Which dorm it’s good for: If you plan to live in hall-styled dorms, like Broadway, or Schapiro, you might want to consider choosing Plan B, as there usually won’t be a nice, private kitchen to satisfy your cooking needs. If you also live far from campus, like in Harmony, and you’ll occasionally miss breakfasts served at the dining halls, this plan might be good for you.
Do you plan to live far from campus? Or maybe tired of eating at the dining halls 19 times a week? Plan C covers 100 meals per term (or about seven per week) and 125 Dining Dollars, plus 4 guest meals per term. It’s enough for you to visit the dining hall every day. It costs $1,377 per term.
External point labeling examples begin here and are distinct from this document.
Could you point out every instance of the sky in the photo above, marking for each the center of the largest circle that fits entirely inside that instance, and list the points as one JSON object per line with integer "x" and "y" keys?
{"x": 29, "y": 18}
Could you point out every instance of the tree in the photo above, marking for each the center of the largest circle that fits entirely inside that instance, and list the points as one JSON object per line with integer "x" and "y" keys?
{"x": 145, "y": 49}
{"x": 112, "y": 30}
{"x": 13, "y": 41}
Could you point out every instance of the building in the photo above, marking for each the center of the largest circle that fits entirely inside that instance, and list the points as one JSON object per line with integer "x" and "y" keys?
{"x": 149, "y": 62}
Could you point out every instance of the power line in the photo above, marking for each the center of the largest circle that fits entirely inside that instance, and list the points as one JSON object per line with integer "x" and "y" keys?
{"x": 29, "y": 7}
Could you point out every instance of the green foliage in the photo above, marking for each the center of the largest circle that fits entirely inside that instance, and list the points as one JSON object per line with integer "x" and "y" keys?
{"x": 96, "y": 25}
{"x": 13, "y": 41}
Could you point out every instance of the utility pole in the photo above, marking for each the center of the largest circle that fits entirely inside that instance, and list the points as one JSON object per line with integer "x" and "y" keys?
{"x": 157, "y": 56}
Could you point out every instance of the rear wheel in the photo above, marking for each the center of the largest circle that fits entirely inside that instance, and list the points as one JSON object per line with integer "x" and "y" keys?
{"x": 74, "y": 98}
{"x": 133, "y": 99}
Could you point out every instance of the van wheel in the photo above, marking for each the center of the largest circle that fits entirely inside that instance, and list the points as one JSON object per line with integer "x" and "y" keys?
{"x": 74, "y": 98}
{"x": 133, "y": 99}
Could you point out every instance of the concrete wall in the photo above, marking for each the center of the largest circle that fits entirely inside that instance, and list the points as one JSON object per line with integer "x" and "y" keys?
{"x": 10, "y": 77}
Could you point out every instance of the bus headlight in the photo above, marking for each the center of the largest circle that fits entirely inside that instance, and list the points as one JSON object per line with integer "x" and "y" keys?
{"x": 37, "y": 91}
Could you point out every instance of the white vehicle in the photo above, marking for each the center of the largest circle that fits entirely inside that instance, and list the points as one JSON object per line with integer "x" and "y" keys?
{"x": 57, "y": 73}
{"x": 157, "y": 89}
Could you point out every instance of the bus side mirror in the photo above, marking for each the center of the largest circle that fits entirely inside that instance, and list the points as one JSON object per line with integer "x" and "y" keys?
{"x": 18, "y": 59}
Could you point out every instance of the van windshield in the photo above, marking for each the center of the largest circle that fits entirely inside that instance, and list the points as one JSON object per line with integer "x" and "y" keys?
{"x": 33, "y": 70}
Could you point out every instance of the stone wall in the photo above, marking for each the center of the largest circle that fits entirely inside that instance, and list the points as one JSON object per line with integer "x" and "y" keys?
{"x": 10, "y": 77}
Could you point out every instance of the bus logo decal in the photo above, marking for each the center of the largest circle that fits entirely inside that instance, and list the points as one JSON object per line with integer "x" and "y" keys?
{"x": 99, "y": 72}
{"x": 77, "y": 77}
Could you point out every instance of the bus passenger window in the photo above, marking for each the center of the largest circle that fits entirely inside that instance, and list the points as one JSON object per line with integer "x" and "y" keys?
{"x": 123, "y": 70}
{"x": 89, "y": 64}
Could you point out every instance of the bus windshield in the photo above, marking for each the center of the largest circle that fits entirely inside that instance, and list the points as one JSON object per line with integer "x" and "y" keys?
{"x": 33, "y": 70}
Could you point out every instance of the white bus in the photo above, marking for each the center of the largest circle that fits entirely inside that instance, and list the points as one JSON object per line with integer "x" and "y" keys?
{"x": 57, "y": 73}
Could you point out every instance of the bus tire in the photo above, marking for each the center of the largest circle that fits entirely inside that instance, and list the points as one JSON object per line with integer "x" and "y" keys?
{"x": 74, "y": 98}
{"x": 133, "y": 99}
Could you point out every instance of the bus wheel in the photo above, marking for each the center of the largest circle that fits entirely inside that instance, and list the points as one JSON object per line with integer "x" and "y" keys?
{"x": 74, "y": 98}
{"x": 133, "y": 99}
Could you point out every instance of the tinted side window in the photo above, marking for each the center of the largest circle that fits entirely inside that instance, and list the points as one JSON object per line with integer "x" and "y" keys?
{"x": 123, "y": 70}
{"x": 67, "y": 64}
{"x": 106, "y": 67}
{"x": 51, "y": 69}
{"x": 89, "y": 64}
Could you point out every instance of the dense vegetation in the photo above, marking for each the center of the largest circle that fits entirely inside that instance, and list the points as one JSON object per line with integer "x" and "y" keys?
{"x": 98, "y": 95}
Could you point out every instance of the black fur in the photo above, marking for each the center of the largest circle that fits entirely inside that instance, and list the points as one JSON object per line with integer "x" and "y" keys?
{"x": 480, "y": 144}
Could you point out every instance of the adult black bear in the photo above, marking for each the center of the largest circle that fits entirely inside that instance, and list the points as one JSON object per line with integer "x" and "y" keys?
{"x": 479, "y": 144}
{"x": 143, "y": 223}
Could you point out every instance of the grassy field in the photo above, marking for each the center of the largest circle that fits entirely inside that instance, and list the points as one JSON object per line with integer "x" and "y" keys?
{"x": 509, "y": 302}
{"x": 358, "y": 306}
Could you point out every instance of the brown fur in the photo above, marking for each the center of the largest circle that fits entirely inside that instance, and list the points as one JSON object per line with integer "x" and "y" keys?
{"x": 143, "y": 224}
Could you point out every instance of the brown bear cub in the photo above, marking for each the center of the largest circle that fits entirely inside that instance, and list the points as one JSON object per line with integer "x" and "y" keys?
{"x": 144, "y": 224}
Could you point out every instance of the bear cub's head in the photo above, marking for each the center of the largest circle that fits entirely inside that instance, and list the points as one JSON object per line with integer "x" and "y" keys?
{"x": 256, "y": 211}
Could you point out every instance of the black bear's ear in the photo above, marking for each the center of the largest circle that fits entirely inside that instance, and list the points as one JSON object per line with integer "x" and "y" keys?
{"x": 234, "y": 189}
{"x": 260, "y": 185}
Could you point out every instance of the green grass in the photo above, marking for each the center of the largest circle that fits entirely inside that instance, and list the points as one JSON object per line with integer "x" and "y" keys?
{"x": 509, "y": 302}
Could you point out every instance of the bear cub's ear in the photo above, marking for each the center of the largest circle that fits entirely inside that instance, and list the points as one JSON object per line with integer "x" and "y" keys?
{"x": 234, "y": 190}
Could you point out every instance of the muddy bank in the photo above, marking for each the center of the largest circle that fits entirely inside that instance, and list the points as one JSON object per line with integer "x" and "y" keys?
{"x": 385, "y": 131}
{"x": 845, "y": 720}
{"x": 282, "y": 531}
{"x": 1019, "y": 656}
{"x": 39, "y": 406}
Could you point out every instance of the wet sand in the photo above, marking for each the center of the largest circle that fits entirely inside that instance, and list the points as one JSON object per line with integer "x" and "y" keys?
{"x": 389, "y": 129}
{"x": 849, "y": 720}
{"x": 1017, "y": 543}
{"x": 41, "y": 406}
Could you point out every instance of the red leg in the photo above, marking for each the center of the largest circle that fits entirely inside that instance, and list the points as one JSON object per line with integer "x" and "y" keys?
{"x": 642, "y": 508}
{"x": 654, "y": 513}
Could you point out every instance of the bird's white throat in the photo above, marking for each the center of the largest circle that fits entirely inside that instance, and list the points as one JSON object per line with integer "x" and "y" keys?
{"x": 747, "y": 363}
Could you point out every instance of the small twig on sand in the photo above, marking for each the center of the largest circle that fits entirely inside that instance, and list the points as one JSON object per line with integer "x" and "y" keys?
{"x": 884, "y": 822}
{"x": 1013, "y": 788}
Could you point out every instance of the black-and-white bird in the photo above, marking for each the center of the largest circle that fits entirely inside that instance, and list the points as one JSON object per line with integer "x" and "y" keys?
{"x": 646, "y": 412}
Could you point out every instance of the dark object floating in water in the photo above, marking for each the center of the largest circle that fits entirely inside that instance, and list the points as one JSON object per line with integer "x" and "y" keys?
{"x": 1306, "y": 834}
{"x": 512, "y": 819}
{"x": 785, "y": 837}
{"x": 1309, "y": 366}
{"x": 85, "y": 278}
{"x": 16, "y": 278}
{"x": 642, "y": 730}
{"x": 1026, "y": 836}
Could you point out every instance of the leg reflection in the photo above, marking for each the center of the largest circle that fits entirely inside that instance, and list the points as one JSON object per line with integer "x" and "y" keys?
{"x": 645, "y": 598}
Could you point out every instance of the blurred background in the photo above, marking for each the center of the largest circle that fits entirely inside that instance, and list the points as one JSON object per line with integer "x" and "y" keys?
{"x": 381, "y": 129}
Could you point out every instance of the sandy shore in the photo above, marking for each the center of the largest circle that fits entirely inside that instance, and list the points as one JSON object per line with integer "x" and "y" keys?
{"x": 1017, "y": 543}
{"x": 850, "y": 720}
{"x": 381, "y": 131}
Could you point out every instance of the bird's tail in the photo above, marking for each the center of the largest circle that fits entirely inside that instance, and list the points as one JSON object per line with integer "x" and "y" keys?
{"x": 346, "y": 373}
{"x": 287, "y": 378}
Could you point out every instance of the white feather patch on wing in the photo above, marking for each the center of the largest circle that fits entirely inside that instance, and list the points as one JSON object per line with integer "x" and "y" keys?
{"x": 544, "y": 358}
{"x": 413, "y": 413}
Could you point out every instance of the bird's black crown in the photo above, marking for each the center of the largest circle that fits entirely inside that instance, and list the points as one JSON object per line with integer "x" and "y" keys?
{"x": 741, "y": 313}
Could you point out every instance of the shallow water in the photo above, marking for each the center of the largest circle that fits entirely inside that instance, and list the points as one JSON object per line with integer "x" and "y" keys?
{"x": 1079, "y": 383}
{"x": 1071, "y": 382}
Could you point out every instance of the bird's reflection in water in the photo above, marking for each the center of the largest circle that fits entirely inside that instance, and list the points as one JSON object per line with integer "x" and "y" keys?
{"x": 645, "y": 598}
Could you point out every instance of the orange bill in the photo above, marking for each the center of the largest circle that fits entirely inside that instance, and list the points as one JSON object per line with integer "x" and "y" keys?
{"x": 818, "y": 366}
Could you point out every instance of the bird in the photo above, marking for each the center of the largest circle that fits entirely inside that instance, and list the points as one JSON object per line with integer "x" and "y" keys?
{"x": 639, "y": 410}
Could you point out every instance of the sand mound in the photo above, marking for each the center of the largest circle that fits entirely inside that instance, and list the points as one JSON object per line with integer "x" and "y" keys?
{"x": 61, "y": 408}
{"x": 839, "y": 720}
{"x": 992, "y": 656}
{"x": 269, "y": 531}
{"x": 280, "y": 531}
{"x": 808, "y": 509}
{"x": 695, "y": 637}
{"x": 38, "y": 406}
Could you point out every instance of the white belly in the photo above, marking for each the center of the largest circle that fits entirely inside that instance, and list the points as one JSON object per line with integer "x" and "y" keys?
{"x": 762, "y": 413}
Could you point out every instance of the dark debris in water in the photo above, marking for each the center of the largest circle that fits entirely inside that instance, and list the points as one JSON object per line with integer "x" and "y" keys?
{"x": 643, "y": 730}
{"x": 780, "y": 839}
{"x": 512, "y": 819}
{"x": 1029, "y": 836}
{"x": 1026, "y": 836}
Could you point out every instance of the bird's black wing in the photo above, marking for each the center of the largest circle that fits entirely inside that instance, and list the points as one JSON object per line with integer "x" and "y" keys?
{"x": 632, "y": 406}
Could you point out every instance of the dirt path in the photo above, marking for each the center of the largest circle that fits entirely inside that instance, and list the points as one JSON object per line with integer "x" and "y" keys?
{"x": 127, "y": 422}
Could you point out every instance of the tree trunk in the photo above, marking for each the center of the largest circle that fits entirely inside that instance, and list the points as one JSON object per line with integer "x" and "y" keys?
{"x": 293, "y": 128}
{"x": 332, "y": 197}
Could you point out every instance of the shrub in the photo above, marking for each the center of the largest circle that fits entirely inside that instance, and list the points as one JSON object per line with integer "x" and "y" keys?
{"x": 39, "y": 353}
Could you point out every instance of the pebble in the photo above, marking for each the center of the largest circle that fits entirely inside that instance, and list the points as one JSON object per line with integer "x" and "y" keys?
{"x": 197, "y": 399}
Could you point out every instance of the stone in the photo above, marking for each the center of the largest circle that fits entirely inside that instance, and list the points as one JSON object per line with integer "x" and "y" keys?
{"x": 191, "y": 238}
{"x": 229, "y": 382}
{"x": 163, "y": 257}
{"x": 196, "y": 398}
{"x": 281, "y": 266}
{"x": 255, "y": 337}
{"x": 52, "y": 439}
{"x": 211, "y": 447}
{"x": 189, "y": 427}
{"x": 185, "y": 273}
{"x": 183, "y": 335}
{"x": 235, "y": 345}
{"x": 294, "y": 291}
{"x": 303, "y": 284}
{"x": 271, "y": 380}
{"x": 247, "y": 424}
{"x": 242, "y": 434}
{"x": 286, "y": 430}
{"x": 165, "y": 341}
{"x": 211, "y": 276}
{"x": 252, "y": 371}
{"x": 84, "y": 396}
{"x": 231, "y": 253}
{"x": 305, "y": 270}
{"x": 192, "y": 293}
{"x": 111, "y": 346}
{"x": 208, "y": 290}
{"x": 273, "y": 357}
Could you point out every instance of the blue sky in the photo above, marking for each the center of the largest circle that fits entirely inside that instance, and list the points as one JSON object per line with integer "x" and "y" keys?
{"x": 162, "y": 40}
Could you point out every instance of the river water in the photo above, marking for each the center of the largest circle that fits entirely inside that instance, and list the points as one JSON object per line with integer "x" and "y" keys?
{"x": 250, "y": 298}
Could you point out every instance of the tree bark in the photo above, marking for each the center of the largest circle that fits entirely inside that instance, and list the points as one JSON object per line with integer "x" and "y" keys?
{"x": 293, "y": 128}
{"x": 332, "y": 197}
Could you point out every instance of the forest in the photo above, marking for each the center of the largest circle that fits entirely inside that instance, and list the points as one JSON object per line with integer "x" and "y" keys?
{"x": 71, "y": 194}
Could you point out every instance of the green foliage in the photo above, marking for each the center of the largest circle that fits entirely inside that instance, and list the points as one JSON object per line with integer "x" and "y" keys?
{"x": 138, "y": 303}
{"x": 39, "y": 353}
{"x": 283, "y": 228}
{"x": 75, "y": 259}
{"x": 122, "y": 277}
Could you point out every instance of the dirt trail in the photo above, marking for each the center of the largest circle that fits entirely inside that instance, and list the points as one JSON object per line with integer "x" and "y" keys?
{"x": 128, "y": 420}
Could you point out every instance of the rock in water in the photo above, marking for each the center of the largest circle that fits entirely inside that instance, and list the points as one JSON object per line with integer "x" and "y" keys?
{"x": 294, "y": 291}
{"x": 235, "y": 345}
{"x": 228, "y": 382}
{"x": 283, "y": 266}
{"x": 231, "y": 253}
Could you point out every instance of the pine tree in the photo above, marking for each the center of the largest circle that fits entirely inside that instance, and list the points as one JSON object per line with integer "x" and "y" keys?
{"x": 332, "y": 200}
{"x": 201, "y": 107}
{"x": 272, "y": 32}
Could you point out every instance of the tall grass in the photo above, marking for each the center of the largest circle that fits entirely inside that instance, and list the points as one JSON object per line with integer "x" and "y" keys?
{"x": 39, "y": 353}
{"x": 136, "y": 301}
Which dorm it’s good for: If you have a private kitchen, like Hogan, Claremont, EC, or Watt, and you have pretty good cooking skills, Plan C might be the perfect meal plan for you. Also good for those who live far away from campus and don’t want to make the trek to Ferris every time they get a craving—so places like Harmony or Carlton Arms.
Are you a cooking maniac, or the opposite—a take-out food addict? Is buying groceries to cook meals your go-to way of relieving stress? Well either way, if you think you’ll hardly ever go to the dining halls at Columbia to eat (maybe once every two days), you may want to consider getting Plan D as your meal plan.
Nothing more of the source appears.